Murió Diego, qué más se puede agregar. Las palabras son un sinsentido, estas mismas palabras que se escriben ahora, también. Murió el mismo día que Fidel. Su guía, su “padre”, como lo llamaba poniéndolo en el mismo escalón de trascendencia que a su viejo, Don Diego. El 25 de noviembre quedará en la historia como el día que partieron ambos, con cuatro años de diferencia. El más grande futbolista de todos los tiempos con 60 años recién cumplidos. El líder de la Revolución Cubana en 2016 a los 90.
Maradona y Castro, Castro y Maradona, dos símbolos, ya mitos, que tienen reservado para ambos un lugar clave en la historia del siglo XX y lo que va del XXI. El futbolista comprometido con los problemas de su tiempo, que nunca olvidó sus orígenes, ni el barro en que modeló su personalidad, rebelde y contestaria, no asimilable para los cánones académicos. El líder carismático, el Quijote de la epopeya de Playa Girón, el revolucionario que aprendió de la derrota en el Moncada y venció en la Sierra Maestra en un mundo de revoluciones truncas o siempre soñadas pero nunca materializadas.
Fueron dos hombres que, como si se hubieran puesto de acuerdo en un guiño mutuo, caprichoso y cómplice, quedarán ligados para siempre por mucho más que una fecha. Por el cariño y respeto que se prodigaron, por la esencia generosa y desintersada de una amistad que trascendió las fronteras de Cuba y la Argentina. Una ligazón que incluye al Che Guevara, símbolo revolucionario de los pueblos que Diego llevaba tatuado en su brazo derecho, como a Fidel en su pantorrilla izquierda.
Se conocieron en La Habana en 1987 después del Mundial de México y cuando Maradona recibió el premio al Mejor Deportista Latinoamericano del ‘86. Una distinción basada en la tradicional encuesta de la agencia de noticias cubana Prensa Latina.

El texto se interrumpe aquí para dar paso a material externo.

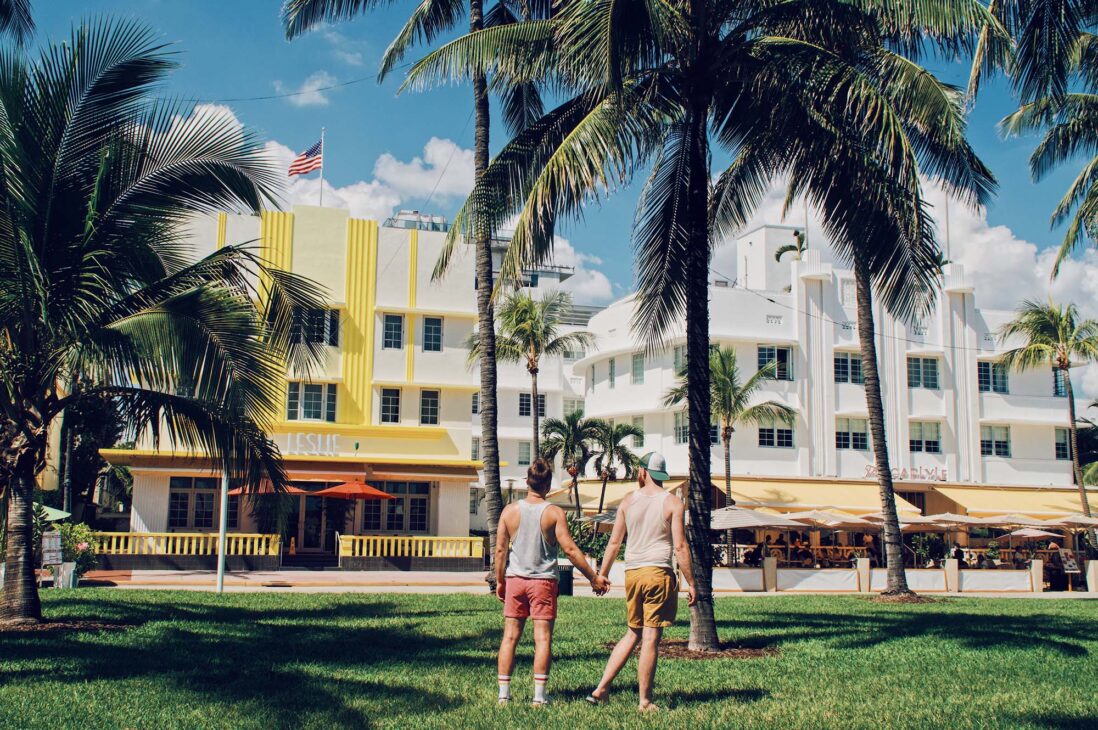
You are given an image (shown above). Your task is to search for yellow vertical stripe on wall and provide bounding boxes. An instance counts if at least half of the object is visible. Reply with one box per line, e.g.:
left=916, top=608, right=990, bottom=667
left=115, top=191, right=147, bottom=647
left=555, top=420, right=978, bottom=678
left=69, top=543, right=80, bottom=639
left=217, top=213, right=228, bottom=248
left=259, top=211, right=293, bottom=301
left=404, top=228, right=419, bottom=383
left=338, top=218, right=378, bottom=425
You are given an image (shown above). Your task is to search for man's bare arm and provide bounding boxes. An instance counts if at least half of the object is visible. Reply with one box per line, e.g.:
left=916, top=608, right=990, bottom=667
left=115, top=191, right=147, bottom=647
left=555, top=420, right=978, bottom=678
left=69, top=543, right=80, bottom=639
left=669, top=496, right=697, bottom=606
left=495, top=505, right=511, bottom=585
left=549, top=505, right=597, bottom=585
left=598, top=494, right=632, bottom=575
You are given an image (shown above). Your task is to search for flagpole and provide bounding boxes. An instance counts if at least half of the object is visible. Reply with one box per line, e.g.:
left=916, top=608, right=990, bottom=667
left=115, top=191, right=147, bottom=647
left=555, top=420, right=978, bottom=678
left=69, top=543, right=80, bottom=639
left=321, top=126, right=324, bottom=207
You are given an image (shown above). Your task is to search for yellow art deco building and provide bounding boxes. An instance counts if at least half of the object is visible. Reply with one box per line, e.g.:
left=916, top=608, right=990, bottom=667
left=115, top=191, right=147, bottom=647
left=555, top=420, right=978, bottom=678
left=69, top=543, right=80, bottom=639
left=103, top=206, right=481, bottom=568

Se acaba de ir un grande, pero un grande de veras, el más grande futbolista de la historia en su dimensión mútiple, en su carácter de hombre con principios – y por supuesto contradicciones, ¿quién no las tiene?- que deja un legado, una marca indeleble en la historia del deporte mundial. Porque Diego siempre estaba donde un equipo argentino jugara, apoyando a quién fuera, sin importarle la disciplina en que se presentara el país. Desde Los Pumas a las Leonas.
Además de su perfil de gran deportista, Maradona le entregó una gran parte de su vida al compromiso con los oprimidos del mundo. En ese rol, fue incomparable tratándose de un ícono sometido a esa maquinaria que es la industria del espectáculo deportivo. Como personaje y más allá de una cancha, fue (es) el deportista más comprometido del mundo con las luchas populares, el antimperialismo y la Revolución Cubana. Su viaje en tren de Buenos Aires a Mar del Plata junto a los líderes latinoamericanos de entonces, su repudio al ALCA y a George W. Bush en la Argentina, lo acercan al legado de Fidel, su amigo, su segundo padre, el hombre que lo marcó como pocos, igual que Diego a todos nosotros.
El 16 de enero de 2015 le escribió la última carta al líder de la Revolución cubana desde Dubai. La editorial Acercándonos la reprodujo completa ayer. La relación estrecha entre ambos bien puede sintetizarse en una frase del máximo ídolo deportivo argentino: “Fidel, si algo he aprendido contigo a lo largo de años de sincera y hermosa amistad, es que la lealtad no tiene precio, que un amigo vale más que todo el oro del mundo, y que las ideas no se negocian”.
En la carta también le contaba que sentía “orgullo de ser portador, una vez más, de tu mensaje, de tu eterna amistad y de tu preocupación por los problemas del mundo”. La relación entre Diego y Fidel se mantuvo durante casi treinta años (1987-2016) y solo la interrumpió la muerte del comandante, su comandante, como lo llamaba también. Maradona vivió en la isla casi cinco años, entre 2000 y 2005, sometido a un tratamiento de desintoxicación de drogas. Uno de los lugares del mundo, junto a Villa Fiorito y Nápoles, que le marcaron en la piel y el corazón el ritmo circadiano a su personalidad indómita y plebeya.